2009 was hands down the hardest year of my life.  I obviously don't know what the Lord has in store for our future.  I know He has great plans for me.  I have learned a lot this year.  And even though I have had to hurt to learn all of these lessons I can say that it's all been worth it.  I don't know why God chose Johanna and T18 for our family, but He did.  I'm glad I didn't know this was coming on 12/31/08.  But I'm glad I'm going through it on 12/31/09.  It's crazy how different things are in the span of a year.  It's crazy to think how different I am now.  The goofy silly girl is gone(maybe not completely).  I feel like I've aged 15 years during this past year.  And that's OK.  It's the experiences of our life that make us who we are.  It's the things that God gives us that shape our character.  And with each passing year, I'm one year and day closer to my eternal home.

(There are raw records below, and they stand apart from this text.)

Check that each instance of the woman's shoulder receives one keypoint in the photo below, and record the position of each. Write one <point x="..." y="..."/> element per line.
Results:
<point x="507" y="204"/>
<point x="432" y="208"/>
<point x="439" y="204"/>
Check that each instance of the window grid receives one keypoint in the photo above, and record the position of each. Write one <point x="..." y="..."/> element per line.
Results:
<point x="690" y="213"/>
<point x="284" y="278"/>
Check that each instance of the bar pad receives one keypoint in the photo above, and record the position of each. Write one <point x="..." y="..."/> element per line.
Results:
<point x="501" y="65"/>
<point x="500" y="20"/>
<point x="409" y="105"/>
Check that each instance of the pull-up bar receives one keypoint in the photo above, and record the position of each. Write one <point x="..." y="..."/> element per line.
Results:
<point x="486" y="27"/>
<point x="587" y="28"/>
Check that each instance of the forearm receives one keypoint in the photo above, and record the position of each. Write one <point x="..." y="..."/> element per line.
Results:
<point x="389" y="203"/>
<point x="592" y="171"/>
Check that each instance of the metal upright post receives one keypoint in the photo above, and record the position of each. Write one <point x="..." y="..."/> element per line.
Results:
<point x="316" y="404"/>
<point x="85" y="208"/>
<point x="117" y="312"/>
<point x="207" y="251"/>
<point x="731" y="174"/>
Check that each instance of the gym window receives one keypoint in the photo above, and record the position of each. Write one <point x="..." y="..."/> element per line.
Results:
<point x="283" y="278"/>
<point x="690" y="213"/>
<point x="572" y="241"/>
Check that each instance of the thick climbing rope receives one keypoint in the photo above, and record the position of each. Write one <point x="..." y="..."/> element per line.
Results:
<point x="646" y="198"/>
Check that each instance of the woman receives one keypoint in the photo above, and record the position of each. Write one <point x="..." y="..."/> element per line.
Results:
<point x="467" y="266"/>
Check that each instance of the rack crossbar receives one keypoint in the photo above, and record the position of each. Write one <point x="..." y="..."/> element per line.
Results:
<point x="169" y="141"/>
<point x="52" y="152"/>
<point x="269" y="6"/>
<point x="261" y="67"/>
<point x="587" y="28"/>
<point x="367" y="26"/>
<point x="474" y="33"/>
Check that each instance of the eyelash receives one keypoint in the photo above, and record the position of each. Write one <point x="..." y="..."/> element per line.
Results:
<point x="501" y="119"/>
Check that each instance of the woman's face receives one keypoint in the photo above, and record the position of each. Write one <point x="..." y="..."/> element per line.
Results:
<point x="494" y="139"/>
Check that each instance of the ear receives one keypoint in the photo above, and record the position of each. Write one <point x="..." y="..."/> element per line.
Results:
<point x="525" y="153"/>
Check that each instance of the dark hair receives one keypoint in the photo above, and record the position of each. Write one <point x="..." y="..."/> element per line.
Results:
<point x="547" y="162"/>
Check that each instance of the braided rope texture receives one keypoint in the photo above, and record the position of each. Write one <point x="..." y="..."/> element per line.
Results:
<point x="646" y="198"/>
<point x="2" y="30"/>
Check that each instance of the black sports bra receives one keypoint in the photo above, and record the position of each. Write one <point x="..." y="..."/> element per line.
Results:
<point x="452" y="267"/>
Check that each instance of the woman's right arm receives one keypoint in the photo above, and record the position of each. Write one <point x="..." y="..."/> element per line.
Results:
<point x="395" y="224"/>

So bring it on 2010.  Let's see what you have to offer.  I'm sure there's a lot of pain, but I'm sure there will be more joy.  I expect some tears, but I expect more laughter.  I'm sure to see some hurt, but there will be more healing.  There will be disappointments, but there will be excessive triumphs.  It's gonna be a great year.

2 comments:

Jamie Lynn said...

I love how you look at both sides of everything. Makes me smile. && inspired me to do the same thing. :)
And no that goofy girl isn't entirely gone. Hahaha because you still laugh at my dumb jokes. :) love you!

Holly said...

I like how you mentioned the highs and lows. I have a feeling 2010 is gonna be great.